Introduction
This webpage discusses how to run programs on taki’s GPU cluster. The HPCF2013 portion of the cluster has the NVIDIA K20, while the HPCF2018 portion uses the NVIDIA V100. For more information, see the description of the GPU cluster.
First Steps
Before proceeding please read Using Your taki Account. There are several version of CUDA available on taki.
[barajasc@taki-urs1 ~]$ module avail CUDA CUDA/9.0.176 CUDA/10.0.130 CUDA/10.1.243
Which version you should be using is entirely up to your research. Some software packages like TensorFlow are statically (cannot be changed) linked to certain versions of CUDA. For example if you wanted to use TensorFlow 2.1 that you installed yourself then you must use CUDA/10.0 as this is what the package maintainers compiled the library against. Attempting to use an older, and sometimes newer, version of CUDA could result in temporary or unexplained failure. Ask your software maintainer what version of CUDA you should be using.

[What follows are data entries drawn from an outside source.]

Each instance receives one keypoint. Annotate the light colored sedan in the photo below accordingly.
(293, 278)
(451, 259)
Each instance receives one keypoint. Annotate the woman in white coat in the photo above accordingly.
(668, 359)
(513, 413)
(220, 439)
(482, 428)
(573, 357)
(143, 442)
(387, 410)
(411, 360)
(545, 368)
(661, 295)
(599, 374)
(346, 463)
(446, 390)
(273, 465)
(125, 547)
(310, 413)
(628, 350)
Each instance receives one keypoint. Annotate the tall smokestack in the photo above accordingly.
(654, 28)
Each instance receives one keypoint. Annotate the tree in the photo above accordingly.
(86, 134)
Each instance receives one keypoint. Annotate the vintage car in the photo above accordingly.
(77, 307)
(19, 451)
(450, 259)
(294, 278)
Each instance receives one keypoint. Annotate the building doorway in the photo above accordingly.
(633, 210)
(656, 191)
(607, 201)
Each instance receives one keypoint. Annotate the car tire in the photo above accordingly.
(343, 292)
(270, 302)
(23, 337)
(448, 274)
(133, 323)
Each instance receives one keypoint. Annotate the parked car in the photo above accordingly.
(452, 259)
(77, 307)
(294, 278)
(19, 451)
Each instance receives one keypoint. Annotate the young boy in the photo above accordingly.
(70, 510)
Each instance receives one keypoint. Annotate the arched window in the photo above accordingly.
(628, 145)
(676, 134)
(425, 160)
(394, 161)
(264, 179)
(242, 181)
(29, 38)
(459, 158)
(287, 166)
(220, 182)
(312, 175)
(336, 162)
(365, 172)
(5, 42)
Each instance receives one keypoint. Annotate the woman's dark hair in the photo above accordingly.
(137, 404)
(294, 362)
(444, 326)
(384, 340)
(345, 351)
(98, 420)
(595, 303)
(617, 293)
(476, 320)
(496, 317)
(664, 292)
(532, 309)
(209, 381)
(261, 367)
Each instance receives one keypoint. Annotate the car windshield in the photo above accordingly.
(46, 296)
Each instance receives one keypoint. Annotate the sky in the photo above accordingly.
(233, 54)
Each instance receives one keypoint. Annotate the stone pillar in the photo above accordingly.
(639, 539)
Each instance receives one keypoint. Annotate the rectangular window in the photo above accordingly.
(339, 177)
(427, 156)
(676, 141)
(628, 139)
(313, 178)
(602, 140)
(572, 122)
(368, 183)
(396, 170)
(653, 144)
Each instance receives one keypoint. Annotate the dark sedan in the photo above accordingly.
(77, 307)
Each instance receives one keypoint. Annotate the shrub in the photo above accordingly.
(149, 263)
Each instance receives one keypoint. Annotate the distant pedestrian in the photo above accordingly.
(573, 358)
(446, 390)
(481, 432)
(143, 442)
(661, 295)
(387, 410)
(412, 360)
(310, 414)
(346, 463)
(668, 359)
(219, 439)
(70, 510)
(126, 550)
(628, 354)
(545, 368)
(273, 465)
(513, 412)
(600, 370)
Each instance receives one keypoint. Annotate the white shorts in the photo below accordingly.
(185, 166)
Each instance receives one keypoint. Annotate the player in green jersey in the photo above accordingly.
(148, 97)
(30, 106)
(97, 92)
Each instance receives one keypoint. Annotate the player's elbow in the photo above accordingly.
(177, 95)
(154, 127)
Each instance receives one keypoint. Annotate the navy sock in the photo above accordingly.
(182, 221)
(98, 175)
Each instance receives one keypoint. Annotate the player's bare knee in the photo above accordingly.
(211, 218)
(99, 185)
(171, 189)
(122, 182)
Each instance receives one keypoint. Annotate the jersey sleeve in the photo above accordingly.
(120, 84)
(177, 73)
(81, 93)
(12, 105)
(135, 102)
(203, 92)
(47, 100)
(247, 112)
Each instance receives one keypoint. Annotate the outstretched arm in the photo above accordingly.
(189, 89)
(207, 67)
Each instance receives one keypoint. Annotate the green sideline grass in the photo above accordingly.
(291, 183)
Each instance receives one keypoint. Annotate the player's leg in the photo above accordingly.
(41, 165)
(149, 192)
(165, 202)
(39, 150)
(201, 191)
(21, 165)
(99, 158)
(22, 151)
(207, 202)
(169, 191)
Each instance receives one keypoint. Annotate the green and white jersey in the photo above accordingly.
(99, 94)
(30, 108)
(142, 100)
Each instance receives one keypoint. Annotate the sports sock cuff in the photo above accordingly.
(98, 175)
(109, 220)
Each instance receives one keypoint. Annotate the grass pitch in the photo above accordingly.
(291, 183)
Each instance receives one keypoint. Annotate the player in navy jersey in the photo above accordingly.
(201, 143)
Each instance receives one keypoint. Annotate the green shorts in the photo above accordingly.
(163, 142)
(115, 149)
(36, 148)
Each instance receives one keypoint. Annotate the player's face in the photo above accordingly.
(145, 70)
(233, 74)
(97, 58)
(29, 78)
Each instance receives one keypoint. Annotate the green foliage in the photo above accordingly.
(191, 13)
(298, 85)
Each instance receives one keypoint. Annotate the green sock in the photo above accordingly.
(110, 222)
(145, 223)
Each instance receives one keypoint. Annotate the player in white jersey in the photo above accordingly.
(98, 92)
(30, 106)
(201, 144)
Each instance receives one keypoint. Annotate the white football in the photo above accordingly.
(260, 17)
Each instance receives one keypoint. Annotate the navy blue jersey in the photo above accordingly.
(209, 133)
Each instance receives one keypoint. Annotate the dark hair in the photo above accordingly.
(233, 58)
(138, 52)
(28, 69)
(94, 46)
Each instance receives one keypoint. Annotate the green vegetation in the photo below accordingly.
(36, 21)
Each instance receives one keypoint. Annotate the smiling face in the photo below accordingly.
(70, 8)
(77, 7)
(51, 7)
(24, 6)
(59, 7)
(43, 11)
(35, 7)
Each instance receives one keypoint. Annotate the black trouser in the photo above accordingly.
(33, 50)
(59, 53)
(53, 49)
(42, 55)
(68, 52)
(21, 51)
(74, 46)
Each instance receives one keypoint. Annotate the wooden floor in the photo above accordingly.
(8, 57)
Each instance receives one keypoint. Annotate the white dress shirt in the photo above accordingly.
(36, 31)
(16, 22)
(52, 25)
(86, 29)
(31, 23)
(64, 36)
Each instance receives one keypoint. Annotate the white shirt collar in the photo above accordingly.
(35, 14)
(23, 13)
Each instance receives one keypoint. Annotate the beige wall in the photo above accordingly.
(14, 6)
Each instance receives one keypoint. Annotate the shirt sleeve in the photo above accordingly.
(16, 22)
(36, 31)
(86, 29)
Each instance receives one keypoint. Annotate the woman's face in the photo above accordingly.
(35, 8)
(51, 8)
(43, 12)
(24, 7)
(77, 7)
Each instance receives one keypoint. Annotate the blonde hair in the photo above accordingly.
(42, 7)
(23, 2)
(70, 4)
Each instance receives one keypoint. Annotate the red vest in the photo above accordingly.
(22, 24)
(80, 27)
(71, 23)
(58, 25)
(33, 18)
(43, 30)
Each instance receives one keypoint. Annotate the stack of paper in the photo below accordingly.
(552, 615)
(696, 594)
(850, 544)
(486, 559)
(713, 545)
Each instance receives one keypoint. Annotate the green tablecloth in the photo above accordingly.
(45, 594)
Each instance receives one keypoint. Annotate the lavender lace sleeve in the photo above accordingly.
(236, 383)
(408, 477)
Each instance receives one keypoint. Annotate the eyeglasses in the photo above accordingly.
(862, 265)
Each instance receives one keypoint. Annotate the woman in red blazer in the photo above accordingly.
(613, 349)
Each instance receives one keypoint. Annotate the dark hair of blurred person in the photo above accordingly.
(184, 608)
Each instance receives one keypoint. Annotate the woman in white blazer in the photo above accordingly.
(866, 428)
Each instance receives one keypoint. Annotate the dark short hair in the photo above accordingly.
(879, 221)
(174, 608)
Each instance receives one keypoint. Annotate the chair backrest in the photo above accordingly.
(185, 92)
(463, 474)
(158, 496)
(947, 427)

Please NOTE that due to the limitations of a cluster environment any version of CUDA between 9.2 to 10.0 cannot be installed. Anything at least as new as CUDA 10.1 can be used on taki with no problems.

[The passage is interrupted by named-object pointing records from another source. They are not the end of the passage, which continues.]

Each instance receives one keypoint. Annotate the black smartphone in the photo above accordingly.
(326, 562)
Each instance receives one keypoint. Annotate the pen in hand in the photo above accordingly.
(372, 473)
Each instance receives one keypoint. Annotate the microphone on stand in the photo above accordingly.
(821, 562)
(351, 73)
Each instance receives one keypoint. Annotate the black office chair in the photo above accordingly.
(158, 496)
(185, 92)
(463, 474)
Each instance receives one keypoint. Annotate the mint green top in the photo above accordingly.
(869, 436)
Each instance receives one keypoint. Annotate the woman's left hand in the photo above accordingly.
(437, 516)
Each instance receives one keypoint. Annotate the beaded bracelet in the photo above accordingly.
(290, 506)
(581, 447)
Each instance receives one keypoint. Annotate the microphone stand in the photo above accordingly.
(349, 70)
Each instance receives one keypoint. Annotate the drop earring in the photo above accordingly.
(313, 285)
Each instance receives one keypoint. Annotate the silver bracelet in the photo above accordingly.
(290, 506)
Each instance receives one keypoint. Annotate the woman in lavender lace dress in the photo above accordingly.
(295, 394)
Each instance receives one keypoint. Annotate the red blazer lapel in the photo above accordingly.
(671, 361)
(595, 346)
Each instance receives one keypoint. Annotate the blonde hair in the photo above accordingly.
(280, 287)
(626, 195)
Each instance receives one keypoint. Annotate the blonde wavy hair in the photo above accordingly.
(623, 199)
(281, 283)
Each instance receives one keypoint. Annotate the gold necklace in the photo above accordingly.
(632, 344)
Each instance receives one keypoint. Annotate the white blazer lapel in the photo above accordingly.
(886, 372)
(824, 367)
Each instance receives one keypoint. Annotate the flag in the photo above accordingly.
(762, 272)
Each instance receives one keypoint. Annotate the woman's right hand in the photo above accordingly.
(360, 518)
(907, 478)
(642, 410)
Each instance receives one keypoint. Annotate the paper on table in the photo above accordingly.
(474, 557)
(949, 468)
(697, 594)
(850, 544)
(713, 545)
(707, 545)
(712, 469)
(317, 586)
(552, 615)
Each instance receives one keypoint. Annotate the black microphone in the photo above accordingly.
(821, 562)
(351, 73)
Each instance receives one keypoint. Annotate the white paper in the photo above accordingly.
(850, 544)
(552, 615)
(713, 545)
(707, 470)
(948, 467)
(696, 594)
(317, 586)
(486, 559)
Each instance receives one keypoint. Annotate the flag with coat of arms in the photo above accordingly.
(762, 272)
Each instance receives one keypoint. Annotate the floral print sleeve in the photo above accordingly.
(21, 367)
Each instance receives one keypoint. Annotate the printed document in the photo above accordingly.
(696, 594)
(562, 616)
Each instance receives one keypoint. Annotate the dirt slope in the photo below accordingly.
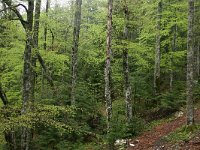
(150, 140)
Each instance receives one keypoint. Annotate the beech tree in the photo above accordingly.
(190, 64)
(108, 66)
(127, 87)
(157, 51)
(77, 23)
(45, 28)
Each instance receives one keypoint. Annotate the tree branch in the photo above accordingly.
(13, 8)
(47, 74)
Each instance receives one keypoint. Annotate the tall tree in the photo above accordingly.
(35, 44)
(172, 59)
(190, 64)
(108, 68)
(127, 87)
(77, 23)
(45, 28)
(157, 51)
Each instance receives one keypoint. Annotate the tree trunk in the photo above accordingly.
(77, 23)
(172, 59)
(190, 63)
(198, 61)
(45, 29)
(108, 68)
(27, 84)
(157, 52)
(35, 45)
(127, 87)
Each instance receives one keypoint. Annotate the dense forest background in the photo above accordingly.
(66, 107)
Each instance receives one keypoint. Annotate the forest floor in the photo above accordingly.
(155, 139)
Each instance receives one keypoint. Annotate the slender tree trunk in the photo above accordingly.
(198, 60)
(9, 135)
(3, 96)
(190, 63)
(35, 45)
(108, 69)
(127, 87)
(27, 84)
(157, 52)
(77, 23)
(172, 59)
(45, 29)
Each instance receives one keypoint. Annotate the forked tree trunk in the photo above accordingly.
(190, 64)
(108, 69)
(127, 87)
(156, 83)
(77, 23)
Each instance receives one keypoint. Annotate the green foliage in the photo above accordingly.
(184, 133)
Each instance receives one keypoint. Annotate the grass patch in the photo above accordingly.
(149, 126)
(185, 133)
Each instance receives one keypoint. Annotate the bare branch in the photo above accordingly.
(3, 96)
(13, 8)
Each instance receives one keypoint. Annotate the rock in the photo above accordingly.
(132, 145)
(179, 114)
(120, 142)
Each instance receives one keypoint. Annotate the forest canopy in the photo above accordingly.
(82, 74)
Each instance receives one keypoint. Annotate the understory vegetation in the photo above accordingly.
(56, 118)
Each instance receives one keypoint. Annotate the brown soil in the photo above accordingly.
(152, 140)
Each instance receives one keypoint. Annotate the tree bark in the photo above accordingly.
(77, 23)
(190, 64)
(107, 71)
(45, 28)
(127, 87)
(27, 84)
(3, 96)
(172, 59)
(157, 52)
(35, 45)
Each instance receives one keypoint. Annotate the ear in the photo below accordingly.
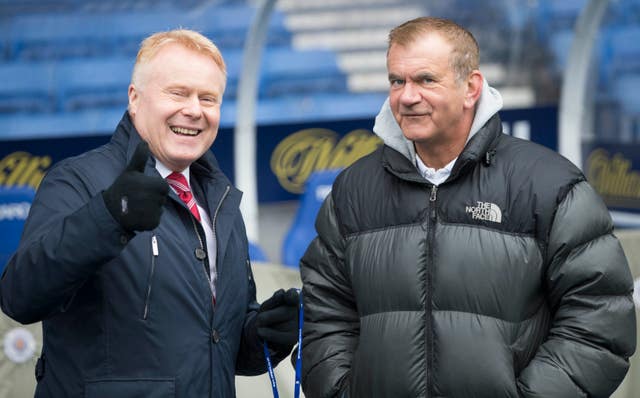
(473, 89)
(134, 99)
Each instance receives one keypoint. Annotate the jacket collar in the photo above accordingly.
(127, 138)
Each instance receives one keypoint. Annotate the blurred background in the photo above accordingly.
(65, 66)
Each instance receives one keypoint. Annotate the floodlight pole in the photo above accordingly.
(573, 98)
(244, 147)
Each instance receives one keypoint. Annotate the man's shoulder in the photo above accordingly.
(361, 170)
(92, 164)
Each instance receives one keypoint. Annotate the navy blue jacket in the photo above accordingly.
(117, 320)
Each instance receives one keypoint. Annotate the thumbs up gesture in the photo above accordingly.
(135, 200)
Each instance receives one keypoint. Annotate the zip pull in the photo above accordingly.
(154, 246)
(434, 190)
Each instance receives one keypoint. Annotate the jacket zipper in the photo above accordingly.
(154, 255)
(213, 228)
(428, 315)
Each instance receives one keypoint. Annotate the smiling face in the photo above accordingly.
(175, 104)
(428, 101)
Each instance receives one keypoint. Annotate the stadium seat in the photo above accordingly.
(93, 83)
(256, 253)
(26, 87)
(76, 34)
(620, 53)
(303, 230)
(285, 71)
(15, 203)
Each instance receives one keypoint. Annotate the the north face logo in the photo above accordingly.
(485, 211)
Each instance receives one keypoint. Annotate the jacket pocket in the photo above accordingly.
(130, 388)
(152, 269)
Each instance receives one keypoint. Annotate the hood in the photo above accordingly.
(389, 131)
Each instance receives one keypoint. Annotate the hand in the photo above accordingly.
(135, 200)
(277, 319)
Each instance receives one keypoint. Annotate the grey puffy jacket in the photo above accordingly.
(504, 281)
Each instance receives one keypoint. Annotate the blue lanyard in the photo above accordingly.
(267, 356)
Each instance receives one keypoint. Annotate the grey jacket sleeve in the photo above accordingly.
(593, 332)
(331, 322)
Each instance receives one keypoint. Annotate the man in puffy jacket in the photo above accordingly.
(144, 285)
(457, 261)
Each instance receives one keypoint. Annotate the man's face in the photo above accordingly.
(175, 105)
(426, 99)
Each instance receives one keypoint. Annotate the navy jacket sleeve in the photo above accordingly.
(68, 235)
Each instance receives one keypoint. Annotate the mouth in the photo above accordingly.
(185, 131)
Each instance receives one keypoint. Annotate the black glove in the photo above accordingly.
(277, 320)
(135, 200)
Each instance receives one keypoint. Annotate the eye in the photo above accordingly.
(209, 100)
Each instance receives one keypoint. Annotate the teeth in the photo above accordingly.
(183, 131)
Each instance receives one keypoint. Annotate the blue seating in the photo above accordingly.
(26, 87)
(621, 52)
(15, 203)
(256, 253)
(93, 83)
(303, 230)
(555, 15)
(624, 90)
(286, 109)
(285, 71)
(55, 36)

First load the desired CUDA module.
[barajasc@taki-usr2 cuda_tutorial]$ module load CUDA/11.6.1 [barajasc@taki-usr2 cuda_tutorial]$
Now lets start by compiling a hello world CUDA program.
Example – Hello World from GPU
In CUDA programming language, CPU and the system’s memory are referred to as host, and the GPU and its memory are referred to as device. The figure below explains how threads are grouped into blocks, and blocks grouped into grids.

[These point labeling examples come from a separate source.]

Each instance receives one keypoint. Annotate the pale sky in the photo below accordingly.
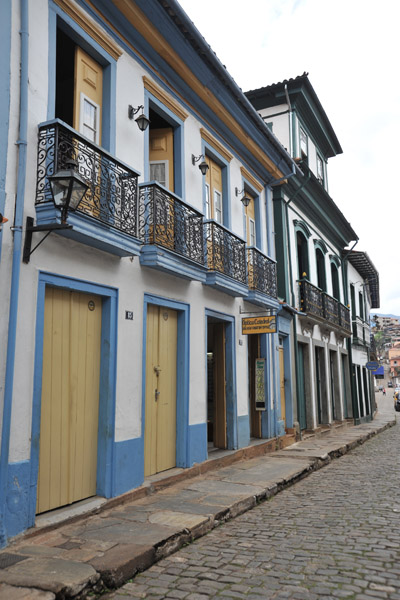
(350, 48)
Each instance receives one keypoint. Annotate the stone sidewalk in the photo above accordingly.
(99, 551)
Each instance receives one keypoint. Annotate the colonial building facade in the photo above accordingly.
(124, 354)
(312, 236)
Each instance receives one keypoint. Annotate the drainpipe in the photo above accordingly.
(289, 118)
(353, 389)
(16, 263)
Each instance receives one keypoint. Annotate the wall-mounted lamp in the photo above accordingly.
(203, 166)
(142, 121)
(245, 199)
(67, 190)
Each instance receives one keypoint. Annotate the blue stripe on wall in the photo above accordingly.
(128, 466)
(5, 51)
(197, 451)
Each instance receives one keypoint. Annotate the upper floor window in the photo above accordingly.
(79, 88)
(335, 281)
(321, 275)
(302, 255)
(361, 304)
(303, 145)
(161, 151)
(320, 170)
(214, 191)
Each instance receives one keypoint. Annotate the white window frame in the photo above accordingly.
(208, 202)
(166, 166)
(218, 211)
(82, 124)
(252, 232)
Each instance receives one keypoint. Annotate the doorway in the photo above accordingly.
(254, 352)
(216, 386)
(70, 398)
(161, 390)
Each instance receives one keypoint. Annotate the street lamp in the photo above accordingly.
(67, 190)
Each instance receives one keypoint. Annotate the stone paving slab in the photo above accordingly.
(100, 551)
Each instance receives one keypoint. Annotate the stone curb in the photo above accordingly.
(119, 564)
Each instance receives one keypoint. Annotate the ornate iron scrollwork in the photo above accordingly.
(113, 188)
(168, 222)
(226, 253)
(261, 272)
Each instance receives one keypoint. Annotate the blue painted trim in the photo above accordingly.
(17, 501)
(16, 264)
(257, 213)
(57, 17)
(151, 102)
(269, 213)
(182, 374)
(197, 441)
(266, 414)
(230, 374)
(261, 299)
(89, 231)
(128, 471)
(167, 261)
(107, 381)
(210, 151)
(225, 284)
(5, 73)
(243, 431)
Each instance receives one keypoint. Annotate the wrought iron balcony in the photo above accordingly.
(226, 253)
(112, 195)
(261, 272)
(322, 308)
(311, 301)
(164, 220)
(331, 309)
(344, 313)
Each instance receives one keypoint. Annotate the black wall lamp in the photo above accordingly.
(67, 189)
(203, 166)
(245, 199)
(142, 121)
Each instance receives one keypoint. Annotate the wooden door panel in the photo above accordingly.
(70, 399)
(160, 409)
(282, 384)
(220, 438)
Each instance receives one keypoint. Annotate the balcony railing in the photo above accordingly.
(112, 194)
(331, 309)
(226, 253)
(261, 272)
(166, 221)
(311, 299)
(322, 307)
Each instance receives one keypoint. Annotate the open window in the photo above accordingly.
(214, 191)
(161, 151)
(79, 88)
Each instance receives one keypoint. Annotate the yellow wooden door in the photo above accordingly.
(220, 438)
(160, 402)
(88, 96)
(70, 398)
(282, 384)
(255, 415)
(161, 156)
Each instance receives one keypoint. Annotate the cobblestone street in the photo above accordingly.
(333, 535)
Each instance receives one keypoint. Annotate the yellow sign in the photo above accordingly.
(258, 325)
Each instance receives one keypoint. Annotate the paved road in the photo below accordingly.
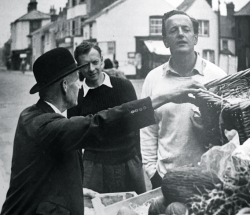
(14, 97)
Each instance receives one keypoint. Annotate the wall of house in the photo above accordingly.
(201, 10)
(125, 21)
(45, 22)
(231, 44)
(229, 62)
(78, 10)
(19, 33)
(36, 45)
(49, 40)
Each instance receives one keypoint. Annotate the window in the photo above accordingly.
(34, 25)
(155, 25)
(90, 31)
(224, 44)
(203, 27)
(209, 55)
(73, 27)
(73, 3)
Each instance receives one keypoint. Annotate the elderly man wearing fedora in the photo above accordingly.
(46, 173)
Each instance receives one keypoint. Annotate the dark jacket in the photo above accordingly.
(46, 174)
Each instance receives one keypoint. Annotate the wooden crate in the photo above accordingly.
(113, 209)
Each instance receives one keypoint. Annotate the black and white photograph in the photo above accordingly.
(125, 107)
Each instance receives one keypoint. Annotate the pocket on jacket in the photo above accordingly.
(50, 208)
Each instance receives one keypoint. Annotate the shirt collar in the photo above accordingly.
(199, 67)
(57, 110)
(106, 82)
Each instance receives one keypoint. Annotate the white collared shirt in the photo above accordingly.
(172, 141)
(56, 109)
(106, 82)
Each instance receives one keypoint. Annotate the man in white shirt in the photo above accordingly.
(173, 140)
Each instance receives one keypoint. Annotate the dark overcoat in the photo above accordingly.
(46, 173)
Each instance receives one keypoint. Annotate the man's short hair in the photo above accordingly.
(178, 12)
(84, 48)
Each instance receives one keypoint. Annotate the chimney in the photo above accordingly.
(230, 10)
(209, 2)
(32, 5)
(53, 15)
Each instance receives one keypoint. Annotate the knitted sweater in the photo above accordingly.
(101, 98)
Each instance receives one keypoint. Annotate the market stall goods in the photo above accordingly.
(227, 106)
(180, 183)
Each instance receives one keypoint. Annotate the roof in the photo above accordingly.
(33, 15)
(226, 52)
(244, 11)
(104, 10)
(98, 5)
(44, 28)
(227, 27)
(185, 5)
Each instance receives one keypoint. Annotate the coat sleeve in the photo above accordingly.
(131, 96)
(149, 137)
(59, 133)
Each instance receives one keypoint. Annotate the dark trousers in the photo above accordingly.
(122, 177)
(156, 180)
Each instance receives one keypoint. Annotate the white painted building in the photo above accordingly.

Threads unite into thread blocks — one- two or three-dimensional grids of threads that interact with each other via shared memory and synchpoints. A program (kernel) is executed over a grid of thread blocks. One grid is executed at a time. Each block can also be one-, two-, or three-dimensional in form. This is due to the fact that GPUs were originally used to work on graphical data, which has 3 dimensions: red, green and blue. This now gives much flexibility in launching kernels with different data structure. However, there are still limitations, such as one block can have no more than 1024 threads, regardless of dimension.
Let’s start with a Hello World program using the GPU.
Download: ..code/hello_gpu/hello.cu
We can compile with NVIDIA’s NVCC compiler.
[barajasc@taki-usr1 test04_hello]$ nvcc hello.cu -o hello
Running Hello World
The taki GPU cluster consists of two distinct types of nodes: those in HPCF2013 and the single node in HPCF2018.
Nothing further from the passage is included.